My practice is equally divided between making and doing. I create objects and costumes with the intention of using them in video. Sometimes the costume or object will dictate the content of the video and sometimes the content I have planned requires that I make certain props.
I use my close friends (all of whose work I admire and am influenced by) as actors in my work and rely on their improvisation. I am inspired by filmmakers such as John Waters, George Kuchar, Jack Smith and The Mighty Boosh who used their peers in all of their films. All of these artists wrote, directed, sometimes stared their films and made their own props and costumes. Performing in my own work is a crucial aspect to my process. I am inspired by the sense of ownership that comes with creating every aspect of a film. I am also inspired by the low-budget aesthetic of their work and I continually try to find a balance between forcing a poor-image quality aesthetic and letting it come naturally by resisting more modern ways of making video, for example filming with a VHS camera.

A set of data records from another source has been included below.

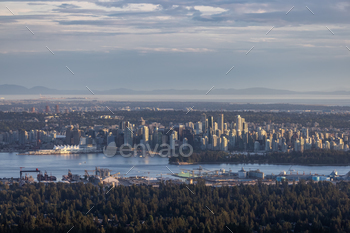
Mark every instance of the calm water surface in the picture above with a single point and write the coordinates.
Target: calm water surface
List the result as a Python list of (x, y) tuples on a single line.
[(58, 165)]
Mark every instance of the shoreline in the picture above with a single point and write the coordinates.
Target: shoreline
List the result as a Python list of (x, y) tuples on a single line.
[(294, 164)]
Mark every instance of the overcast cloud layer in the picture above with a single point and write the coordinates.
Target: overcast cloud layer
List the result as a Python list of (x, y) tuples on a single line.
[(153, 44)]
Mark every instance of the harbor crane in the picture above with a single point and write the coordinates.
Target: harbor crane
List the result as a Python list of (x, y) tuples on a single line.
[(21, 171)]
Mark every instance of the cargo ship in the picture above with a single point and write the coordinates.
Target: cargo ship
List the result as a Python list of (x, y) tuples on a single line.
[(46, 177)]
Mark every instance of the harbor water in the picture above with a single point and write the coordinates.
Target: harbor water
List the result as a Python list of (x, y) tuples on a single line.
[(58, 165)]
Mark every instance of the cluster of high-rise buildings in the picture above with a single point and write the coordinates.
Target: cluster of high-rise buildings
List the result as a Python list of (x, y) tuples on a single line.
[(206, 134)]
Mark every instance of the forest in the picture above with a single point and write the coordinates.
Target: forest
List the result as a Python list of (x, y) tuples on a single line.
[(56, 207), (308, 157)]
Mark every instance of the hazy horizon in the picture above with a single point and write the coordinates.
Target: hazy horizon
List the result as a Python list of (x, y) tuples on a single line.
[(148, 45)]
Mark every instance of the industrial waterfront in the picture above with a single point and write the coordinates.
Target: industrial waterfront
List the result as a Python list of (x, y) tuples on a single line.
[(149, 167)]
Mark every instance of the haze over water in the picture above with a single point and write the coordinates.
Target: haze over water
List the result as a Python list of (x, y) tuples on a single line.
[(58, 165)]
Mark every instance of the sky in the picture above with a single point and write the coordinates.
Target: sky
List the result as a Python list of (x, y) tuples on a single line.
[(163, 44)]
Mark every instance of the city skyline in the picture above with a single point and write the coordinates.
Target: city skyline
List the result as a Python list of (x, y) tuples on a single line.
[(148, 45)]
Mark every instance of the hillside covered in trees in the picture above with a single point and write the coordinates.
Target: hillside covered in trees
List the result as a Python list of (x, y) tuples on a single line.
[(314, 207), (308, 157)]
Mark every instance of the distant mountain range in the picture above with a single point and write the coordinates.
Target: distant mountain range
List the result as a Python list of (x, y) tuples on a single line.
[(20, 90)]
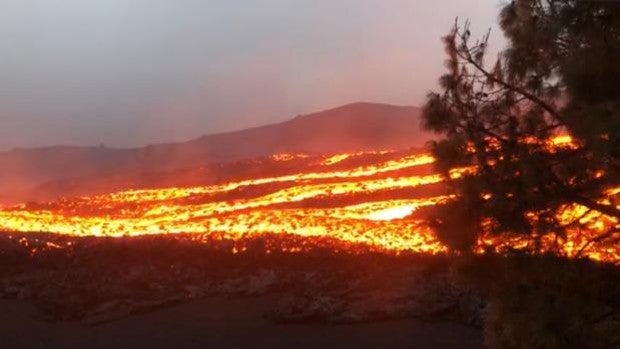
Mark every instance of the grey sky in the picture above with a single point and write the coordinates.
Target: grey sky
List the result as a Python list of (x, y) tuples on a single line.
[(131, 72)]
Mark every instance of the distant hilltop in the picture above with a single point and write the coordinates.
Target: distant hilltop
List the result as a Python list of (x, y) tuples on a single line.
[(353, 127)]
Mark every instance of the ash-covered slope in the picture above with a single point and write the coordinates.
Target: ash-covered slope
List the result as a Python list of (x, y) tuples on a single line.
[(358, 126)]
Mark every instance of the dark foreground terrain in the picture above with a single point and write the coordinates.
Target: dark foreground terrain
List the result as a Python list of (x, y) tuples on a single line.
[(223, 323), (164, 292)]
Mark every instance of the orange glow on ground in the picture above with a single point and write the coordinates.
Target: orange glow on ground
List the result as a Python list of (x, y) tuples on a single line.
[(365, 205)]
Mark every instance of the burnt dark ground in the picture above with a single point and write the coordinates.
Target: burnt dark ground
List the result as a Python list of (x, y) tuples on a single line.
[(66, 292)]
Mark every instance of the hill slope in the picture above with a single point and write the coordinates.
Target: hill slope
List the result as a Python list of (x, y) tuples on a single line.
[(358, 126)]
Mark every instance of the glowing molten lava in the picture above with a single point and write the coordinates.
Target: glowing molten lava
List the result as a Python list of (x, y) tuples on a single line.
[(361, 199)]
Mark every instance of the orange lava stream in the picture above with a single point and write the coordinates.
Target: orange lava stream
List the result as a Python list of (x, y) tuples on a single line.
[(365, 205)]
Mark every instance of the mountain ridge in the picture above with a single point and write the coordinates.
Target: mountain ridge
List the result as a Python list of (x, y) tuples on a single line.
[(351, 127)]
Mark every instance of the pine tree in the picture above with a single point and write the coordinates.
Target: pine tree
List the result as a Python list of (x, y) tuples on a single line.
[(560, 75)]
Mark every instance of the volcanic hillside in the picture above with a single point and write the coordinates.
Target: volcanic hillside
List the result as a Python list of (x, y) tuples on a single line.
[(34, 174)]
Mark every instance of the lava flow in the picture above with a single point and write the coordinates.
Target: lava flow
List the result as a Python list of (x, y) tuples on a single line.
[(358, 200)]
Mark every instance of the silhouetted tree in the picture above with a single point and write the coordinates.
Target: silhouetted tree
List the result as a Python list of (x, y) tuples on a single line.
[(560, 74)]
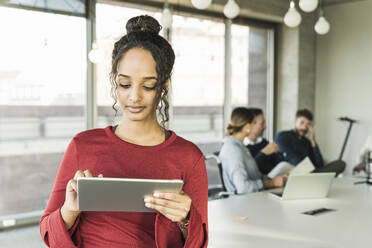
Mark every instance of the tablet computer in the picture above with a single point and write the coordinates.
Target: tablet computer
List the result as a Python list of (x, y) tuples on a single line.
[(120, 194)]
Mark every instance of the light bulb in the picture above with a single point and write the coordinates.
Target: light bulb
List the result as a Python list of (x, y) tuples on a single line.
[(322, 26), (308, 5), (95, 55), (166, 19), (201, 4), (292, 18), (231, 9)]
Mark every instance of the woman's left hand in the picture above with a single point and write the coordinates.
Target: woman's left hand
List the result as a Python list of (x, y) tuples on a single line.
[(174, 206)]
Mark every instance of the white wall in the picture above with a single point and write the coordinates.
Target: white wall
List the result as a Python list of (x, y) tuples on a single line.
[(344, 79)]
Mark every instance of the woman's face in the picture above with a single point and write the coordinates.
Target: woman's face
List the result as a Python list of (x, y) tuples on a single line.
[(136, 81)]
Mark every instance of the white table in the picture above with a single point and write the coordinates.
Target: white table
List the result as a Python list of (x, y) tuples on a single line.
[(274, 223)]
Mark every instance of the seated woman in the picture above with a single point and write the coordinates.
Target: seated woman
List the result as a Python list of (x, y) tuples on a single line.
[(139, 147), (240, 172)]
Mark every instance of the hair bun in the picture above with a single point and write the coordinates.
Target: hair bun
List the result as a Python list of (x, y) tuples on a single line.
[(143, 23)]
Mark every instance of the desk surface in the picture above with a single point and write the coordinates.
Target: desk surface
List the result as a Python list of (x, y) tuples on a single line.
[(271, 222)]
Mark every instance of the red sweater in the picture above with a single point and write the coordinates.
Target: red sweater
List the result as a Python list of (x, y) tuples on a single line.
[(101, 151)]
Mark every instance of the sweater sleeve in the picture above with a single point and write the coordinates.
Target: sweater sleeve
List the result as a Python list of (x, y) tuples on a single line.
[(263, 162), (52, 227), (196, 187)]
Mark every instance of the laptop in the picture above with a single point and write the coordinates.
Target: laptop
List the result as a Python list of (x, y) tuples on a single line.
[(307, 186)]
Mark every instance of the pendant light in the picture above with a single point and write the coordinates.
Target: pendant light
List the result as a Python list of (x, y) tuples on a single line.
[(292, 18), (322, 26), (166, 19), (308, 5), (231, 9)]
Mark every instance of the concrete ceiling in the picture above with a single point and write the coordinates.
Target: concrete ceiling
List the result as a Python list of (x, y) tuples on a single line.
[(332, 2)]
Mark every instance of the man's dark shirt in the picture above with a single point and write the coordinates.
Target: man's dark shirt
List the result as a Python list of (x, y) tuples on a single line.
[(264, 162), (295, 149)]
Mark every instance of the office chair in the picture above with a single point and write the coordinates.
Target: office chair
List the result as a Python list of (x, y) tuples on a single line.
[(216, 187)]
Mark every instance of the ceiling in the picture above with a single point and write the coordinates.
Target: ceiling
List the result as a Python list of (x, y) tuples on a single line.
[(333, 2)]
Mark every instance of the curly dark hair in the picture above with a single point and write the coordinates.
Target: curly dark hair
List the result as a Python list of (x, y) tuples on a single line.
[(143, 32), (240, 116), (304, 113)]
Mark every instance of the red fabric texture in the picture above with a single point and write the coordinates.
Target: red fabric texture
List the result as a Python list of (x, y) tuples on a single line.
[(101, 151)]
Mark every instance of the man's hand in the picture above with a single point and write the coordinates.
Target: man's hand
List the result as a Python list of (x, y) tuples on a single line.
[(270, 149), (312, 135), (359, 167)]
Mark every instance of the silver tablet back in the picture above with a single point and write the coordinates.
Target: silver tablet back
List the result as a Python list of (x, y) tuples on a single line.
[(120, 194)]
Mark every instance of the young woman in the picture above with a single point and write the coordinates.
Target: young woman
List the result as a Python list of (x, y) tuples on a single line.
[(139, 147), (240, 172)]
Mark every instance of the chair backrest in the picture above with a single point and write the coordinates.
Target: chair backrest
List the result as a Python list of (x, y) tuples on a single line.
[(215, 178)]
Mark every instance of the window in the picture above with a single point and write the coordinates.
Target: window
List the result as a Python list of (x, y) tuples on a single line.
[(42, 97), (239, 65), (198, 80)]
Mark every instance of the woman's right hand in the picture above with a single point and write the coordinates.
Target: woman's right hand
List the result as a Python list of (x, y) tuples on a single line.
[(70, 210), (280, 181)]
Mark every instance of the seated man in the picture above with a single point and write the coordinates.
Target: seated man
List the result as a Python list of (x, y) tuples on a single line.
[(266, 154), (295, 146)]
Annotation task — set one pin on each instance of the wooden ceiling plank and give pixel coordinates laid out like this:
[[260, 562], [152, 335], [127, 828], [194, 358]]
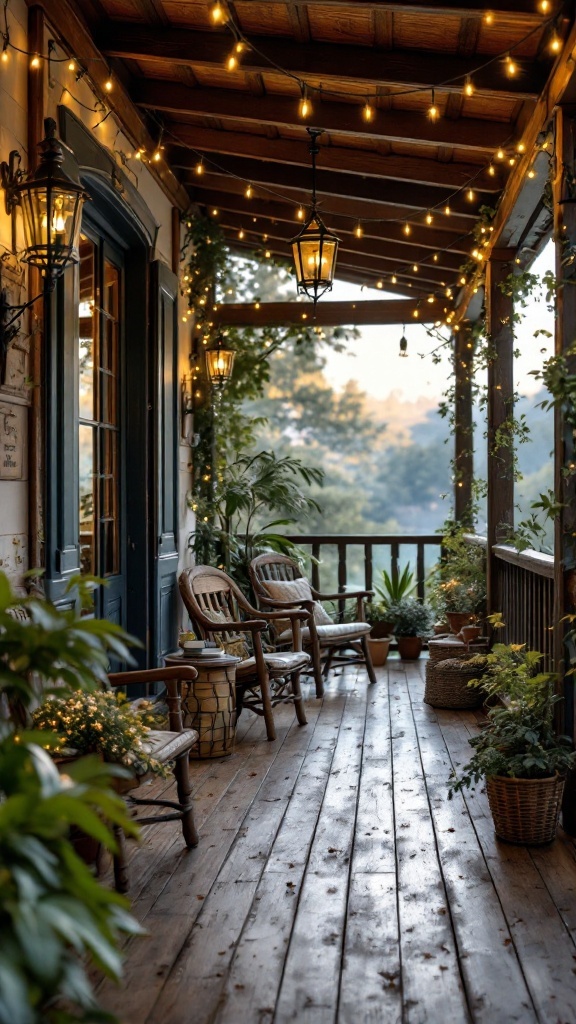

Narrative structure and comedy are crucial aspects to my work. Comedy paired with camp imagery follows the tradition of the artists I mentioned as well as being aesthetically pleasing and entertaining for the viewer-which can then be used as a link to a more serious discussion. I am examining feminist camp and pop culture by consciously using the female body and deconstructing imagery that is often misogynistic and eye catching. I aim to re-claim these images and draw attention to them rather than re-enforce them.
Once the video is complete the final product is the video its self but also the objects and costumes after they have been worn and used. The documentation that happens during the filming/editing such as cellphone pictures or screen shots is an important final product. I do not see my work as one product but an event that produces many final products. This is important because then the work exists in more than one form, as an event rather than a single piece.